Interlayer-release synthesis of Cu single atoms anchored on a heterogeneous photocatalyst for constructing Cu–Ov–Fe bimetallic active sites with ultrafast kinetics of activation of H2O2†
Abstract
The efficient and selective generation of highly active ˙OH in a heterogeneous Fenton-like process is closely related to the spatial arrangement of active sites, local electron density of reactive atoms, and configuration of H2O2 adsorption to the active centers.

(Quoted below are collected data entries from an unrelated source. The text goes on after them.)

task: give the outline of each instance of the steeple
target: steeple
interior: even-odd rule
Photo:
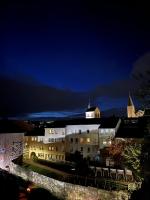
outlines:
[[[129,92],[129,97],[128,97],[128,105],[127,105],[127,116],[128,118],[135,117],[135,107]]]
[[[91,102],[90,102],[90,98],[89,98],[89,103],[88,103],[88,109],[91,108]]]
[[[130,92],[129,92],[129,98],[128,98],[128,106],[134,106]]]

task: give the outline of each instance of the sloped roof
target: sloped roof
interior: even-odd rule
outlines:
[[[86,112],[91,112],[91,111],[95,111],[96,110],[96,106],[90,107],[86,110]]]
[[[25,136],[44,136],[45,135],[45,129],[44,127],[35,127],[30,131],[27,131],[25,133]]]
[[[46,125],[47,128],[63,128],[67,125],[92,125],[98,124],[100,128],[115,128],[119,118],[109,117],[109,118],[81,118],[81,119],[70,119],[70,120],[59,120],[54,121]]]
[[[146,121],[144,118],[125,118],[116,133],[116,138],[144,138]]]
[[[24,121],[0,120],[0,133],[25,133],[31,131],[32,128]]]
[[[133,104],[133,101],[132,101],[132,98],[131,98],[130,94],[129,94],[129,98],[128,98],[128,106],[134,106],[134,104]]]

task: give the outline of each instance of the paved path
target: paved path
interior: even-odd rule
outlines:
[[[48,167],[48,166],[45,166],[45,165],[42,165],[42,164],[40,164],[40,163],[36,163],[36,162],[33,162],[33,161],[31,161],[31,160],[26,160],[26,161],[24,161],[24,163],[25,164],[31,164],[31,165],[33,165],[33,166],[37,166],[37,167],[40,167],[40,168],[42,168],[42,169],[46,169],[47,171],[49,171],[49,172],[54,172],[54,173],[56,173],[56,174],[59,174],[59,175],[62,175],[62,176],[70,176],[71,174],[69,174],[69,173],[66,173],[66,172],[63,172],[63,171],[60,171],[60,170],[58,170],[58,169],[54,169],[54,168],[51,168],[51,167]]]
[[[31,164],[32,166],[37,166],[37,167],[40,167],[40,168],[42,168],[42,169],[46,169],[47,171],[49,171],[49,172],[54,172],[54,173],[56,173],[56,174],[58,174],[58,175],[62,175],[63,177],[65,177],[65,178],[67,178],[67,177],[77,177],[77,175],[75,175],[75,174],[69,174],[69,173],[66,173],[66,172],[64,172],[64,171],[61,171],[61,170],[58,170],[58,169],[54,169],[54,168],[51,168],[51,167],[48,167],[48,166],[45,166],[45,165],[43,165],[43,164],[40,164],[40,163],[36,163],[36,162],[34,162],[34,161],[32,161],[32,160],[26,160],[26,161],[24,161],[24,163],[26,163],[26,164]],[[78,178],[85,178],[85,177],[83,177],[83,176],[78,176]],[[95,180],[95,178],[94,177],[88,177],[88,179],[90,180]],[[124,184],[124,185],[128,185],[130,182],[127,182],[127,181],[121,181],[121,180],[111,180],[111,179],[109,179],[109,178],[104,178],[104,177],[96,177],[96,179],[98,180],[98,179],[103,179],[103,180],[106,180],[106,181],[113,181],[114,183],[120,183],[120,184]]]

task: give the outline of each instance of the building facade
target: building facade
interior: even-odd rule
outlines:
[[[48,123],[44,135],[25,136],[24,158],[65,161],[66,154],[81,152],[92,160],[115,136],[118,118],[73,119]]]

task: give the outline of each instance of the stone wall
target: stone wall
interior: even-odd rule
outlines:
[[[6,169],[11,161],[23,154],[24,133],[0,134],[0,168]]]
[[[61,182],[31,170],[26,170],[12,163],[10,172],[30,180],[39,187],[49,190],[60,199],[65,200],[128,200],[125,191],[106,191],[93,187],[84,187],[70,183]]]

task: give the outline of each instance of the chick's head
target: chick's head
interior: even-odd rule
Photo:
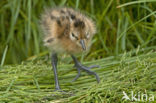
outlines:
[[[69,39],[83,50],[88,49],[94,34],[95,34],[95,26],[91,20],[76,19],[71,21]]]

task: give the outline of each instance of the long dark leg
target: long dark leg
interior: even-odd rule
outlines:
[[[100,82],[99,76],[98,76],[95,72],[93,72],[93,71],[90,70],[91,68],[97,68],[97,67],[99,67],[98,65],[92,65],[92,66],[90,66],[90,67],[86,67],[86,66],[83,66],[83,65],[76,59],[76,57],[75,57],[74,55],[71,55],[71,57],[73,58],[73,60],[74,60],[74,62],[75,62],[75,66],[74,66],[74,67],[76,67],[77,70],[78,70],[78,75],[74,78],[73,81],[77,80],[77,79],[80,77],[80,70],[84,70],[84,71],[86,71],[88,74],[95,75],[97,82],[98,82],[98,83]]]
[[[58,61],[57,54],[53,53],[51,57],[51,63],[52,63],[53,72],[54,72],[55,89],[60,90],[60,85],[59,85],[58,76],[57,76],[57,61]]]

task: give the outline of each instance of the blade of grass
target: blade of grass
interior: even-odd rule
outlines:
[[[80,0],[76,0],[75,9],[78,9],[78,7],[79,7],[79,3],[80,3]]]
[[[9,30],[9,36],[7,37],[7,42],[6,42],[7,44],[9,43],[10,40],[13,40],[15,24],[18,19],[20,7],[21,7],[20,2],[21,0],[13,0],[13,1],[10,1],[10,4],[9,4],[10,10],[11,10],[11,27]],[[16,8],[12,8],[12,7],[16,7]]]
[[[135,22],[134,24],[132,24],[131,26],[129,26],[125,31],[123,31],[120,34],[120,36],[117,38],[117,40],[119,40],[124,35],[124,33],[127,32],[129,29],[131,29],[132,27],[134,27],[135,25],[137,25],[139,22],[141,22],[141,21],[147,19],[148,17],[154,15],[155,13],[156,13],[156,11],[153,11],[152,13],[148,14],[147,16],[143,17],[142,19],[138,20],[137,22]]]
[[[121,4],[121,5],[117,6],[117,8],[129,6],[129,5],[133,5],[133,4],[145,3],[145,2],[156,2],[156,0],[136,0],[136,1]]]
[[[3,56],[2,56],[2,59],[1,59],[1,67],[4,65],[5,58],[6,58],[6,55],[7,55],[7,51],[8,51],[8,45],[5,47],[4,52],[3,52]]]

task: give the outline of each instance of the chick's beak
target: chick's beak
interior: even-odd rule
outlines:
[[[83,39],[80,40],[80,44],[81,44],[81,46],[82,46],[82,49],[83,49],[83,50],[86,50],[85,42],[84,42]]]

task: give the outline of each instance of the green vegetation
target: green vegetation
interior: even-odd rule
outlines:
[[[61,88],[68,94],[53,92],[51,65],[44,64],[43,60],[4,66],[0,71],[0,101],[119,103],[125,101],[122,100],[123,91],[128,95],[134,91],[156,97],[156,52],[153,52],[153,48],[138,48],[117,57],[86,62],[85,65],[95,63],[101,66],[93,69],[100,75],[99,84],[94,76],[85,75],[84,72],[76,82],[71,82],[77,73],[72,65],[62,64],[58,69],[59,79]]]
[[[71,82],[76,70],[71,58],[62,56],[58,72],[65,95],[53,92],[39,27],[44,8],[56,6],[79,9],[97,25],[91,51],[80,59],[101,66],[93,69],[101,82],[85,73]],[[123,91],[156,99],[155,10],[156,0],[0,0],[0,103],[127,103]]]
[[[1,0],[0,59],[20,63],[48,53],[42,44],[39,19],[44,8],[69,6],[96,21],[97,35],[86,60],[118,55],[156,44],[156,0]],[[128,2],[128,3],[126,3]],[[121,8],[117,8],[120,4]],[[128,5],[128,6],[127,6]],[[8,48],[6,53],[5,48]],[[5,56],[3,56],[6,54]]]

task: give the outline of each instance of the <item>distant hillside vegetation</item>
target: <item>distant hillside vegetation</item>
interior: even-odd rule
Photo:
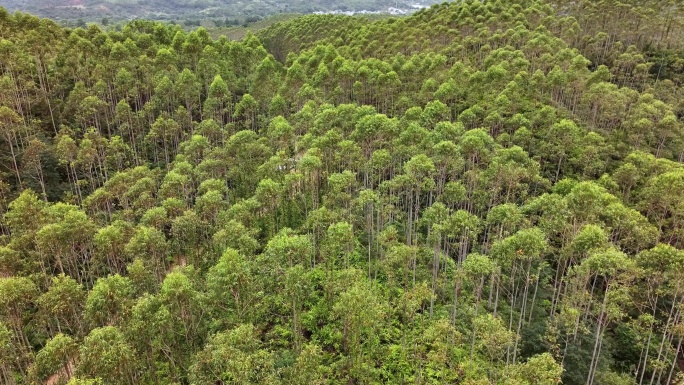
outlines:
[[[682,7],[0,9],[0,384],[681,385]]]
[[[396,8],[409,13],[437,0],[0,0],[10,11],[20,10],[42,17],[75,22],[152,19],[188,21],[212,20],[224,25],[253,22],[279,13],[388,12]]]

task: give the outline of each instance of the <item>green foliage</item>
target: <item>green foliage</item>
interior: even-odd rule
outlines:
[[[0,11],[0,383],[673,383],[682,15]]]

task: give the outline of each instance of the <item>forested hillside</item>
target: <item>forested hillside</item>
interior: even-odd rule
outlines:
[[[0,383],[681,383],[682,7],[0,10]]]

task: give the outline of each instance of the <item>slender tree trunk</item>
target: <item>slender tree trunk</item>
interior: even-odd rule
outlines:
[[[9,147],[10,155],[12,156],[12,168],[14,175],[17,177],[17,184],[19,185],[19,189],[22,189],[21,175],[19,174],[19,165],[17,164],[17,155],[14,152],[14,145],[12,144],[13,142],[11,135],[5,135],[5,140],[7,141],[7,146]]]
[[[510,290],[510,309],[508,311],[508,330],[513,331],[513,312],[515,310],[515,304],[518,299],[518,290],[519,290],[519,285],[516,285],[515,283],[515,270],[517,264],[515,263],[515,260],[512,262],[512,267],[511,267],[511,290]],[[506,348],[506,364],[508,365],[510,363],[510,357],[511,357],[511,347],[508,346]]]
[[[527,323],[532,322],[532,317],[534,316],[534,305],[537,303],[537,292],[539,291],[539,278],[541,277],[541,265],[537,269],[537,277],[534,283],[534,294],[532,294],[532,304],[530,305],[530,316],[527,319]]]
[[[593,385],[594,375],[598,367],[599,354],[601,352],[601,336],[603,334],[603,318],[606,312],[606,304],[608,302],[608,291],[610,290],[610,283],[606,283],[606,292],[603,296],[603,302],[601,303],[601,311],[599,313],[598,320],[596,321],[596,333],[594,337],[594,351],[591,354],[591,363],[589,365],[589,374],[587,376],[587,385]]]
[[[458,274],[459,272],[456,272]],[[454,285],[454,308],[451,312],[451,326],[456,326],[456,315],[458,308],[458,292],[461,290],[461,277],[456,277],[456,284]]]
[[[674,311],[677,305],[677,298],[672,299],[672,306],[670,307],[670,314],[667,316],[667,322],[665,323],[665,330],[663,331],[663,338],[660,340],[660,348],[658,349],[658,358],[656,358],[656,362],[660,362],[661,357],[663,356],[663,350],[665,349],[665,342],[667,341],[667,335],[670,330],[670,324],[672,322],[672,318],[674,316]],[[655,381],[655,375],[656,375],[656,370],[653,371],[653,374],[651,374],[651,381],[649,384],[653,385],[653,382]]]
[[[646,352],[644,353],[642,350],[642,354],[644,357],[643,364],[641,363],[641,360],[639,361],[640,368],[638,368],[638,369],[641,369],[641,375],[639,376],[639,385],[641,385],[644,382],[644,374],[646,373],[646,368],[648,365],[648,354],[649,354],[649,348],[651,347],[651,337],[652,336],[653,336],[653,330],[650,330],[648,333],[648,340],[646,341]]]
[[[530,269],[532,268],[532,260],[527,262],[527,270],[525,271],[525,289],[523,289],[523,303],[518,314],[518,328],[516,329],[515,344],[513,346],[513,364],[515,365],[518,356],[518,343],[520,341],[520,332],[522,330],[523,320],[525,319],[525,311],[527,310],[527,293],[530,288]]]
[[[680,313],[679,310],[677,310],[677,315],[675,316],[675,320],[674,320],[674,322],[672,323],[672,326],[677,325],[677,323],[679,323],[679,321],[680,321],[680,318],[681,318],[681,313]],[[668,334],[669,334],[668,342],[669,342],[670,344],[672,344],[672,343],[674,342],[674,335],[673,335],[672,333],[669,333],[669,332],[668,332]],[[675,352],[674,352],[675,360],[677,359],[677,354],[678,354],[678,353],[679,353],[679,349],[675,350]],[[663,357],[663,359],[664,359],[664,358],[665,358],[665,357]],[[662,379],[662,376],[663,376],[664,372],[665,372],[665,367],[660,367],[660,368],[658,369],[658,379],[656,380],[656,383],[657,383],[657,384],[660,384],[660,383],[661,383],[660,380]]]
[[[499,309],[499,291],[501,289],[501,278],[499,277],[500,272],[496,273],[496,295],[494,297],[494,311],[492,312],[494,318],[496,318],[496,312]]]
[[[430,318],[432,319],[435,306],[435,292],[437,289],[437,273],[439,271],[439,241],[435,241],[433,246],[434,258],[432,260],[432,295],[430,296]]]
[[[559,261],[558,266],[556,266],[556,276],[553,281],[553,295],[551,296],[551,311],[549,313],[549,318],[554,319],[556,316],[556,307],[558,306],[558,301],[560,301],[561,289],[563,286],[563,273],[565,272],[566,261]]]
[[[667,375],[667,384],[672,384],[672,375],[674,374],[674,370],[677,367],[679,350],[681,350],[682,348],[682,339],[684,339],[684,337],[679,337],[679,341],[677,342],[677,348],[675,349],[674,357],[672,358],[672,365],[670,365],[670,373]]]
[[[658,302],[657,297],[656,297],[655,302],[657,304],[657,302]],[[654,306],[652,316],[655,317],[655,314],[656,314],[656,307]],[[644,382],[644,374],[646,373],[646,367],[648,364],[648,354],[649,354],[649,350],[651,348],[651,338],[652,337],[653,337],[653,326],[651,326],[648,330],[648,339],[646,341],[646,352],[644,353],[643,364],[641,363],[641,360],[639,360],[639,366],[640,367],[637,368],[637,374],[639,373],[639,369],[641,369],[641,375],[639,376],[639,385],[641,385]],[[643,353],[643,349],[642,349],[642,353]]]
[[[482,295],[482,286],[484,286],[484,276],[480,277],[480,282],[475,289],[475,306],[473,319],[477,318],[477,313],[480,310],[480,296]],[[473,353],[475,352],[475,328],[473,327],[472,337],[470,338],[470,362],[473,361]]]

Herein, a facile interlayer-release approach for the synthesis of a Cu single atom coordinated defect-rich Fe2O3/CuFeO2 heterogeneous photo-Fenton-like catalyst (Cu–Ov–Fe2O3/CuFeO2) with abundant atomically exposed Cu–Ov–Fe sites is developed. The asymmetric Cu–Ov–Fe sites, coupled with their acidic microenvironment, significantly enhance the adsorption of the Lewis-base H2O2 in a side-on configuration. This, in turn, promotes the homolytic cleavage of O–O bonds and selectively generates ˙OH. Fe2O3/CuFeO2 and agglomerated Cu clusters serve as the photosensitizers for efficient generation of photoexcited electrons, which are driven by a built-in electric field to the defect-rich Fe2O3 shell. Upon being trapped by the oxygen vacancies of Fe2O3, the electrons then flow directionally and get concentrated at the bimetallic Cu–Ov–Fe active sites, enhancing their electron density. The formation of the highly condensed localized electron density greatly improves the H2O2 activation kinetics. Benefitting from the excellent synergic effects of photocatalysis, single-atom catalysis, and asymmetric bimetallic activation effects, the well-designed Cu–Ov–Fe2O3/CuFeO2 exhibits record-breaking outstanding activity with TOF as high as 1.168 h−1 (99% degradation of phenol in 15 min), a remarkable selectivity of 78% for ˙OH, excellent durability with only 8% loss of activity after four runs and 23% loss after eight runs, and wide pH adaptability ranging from pH 4.5 to 9.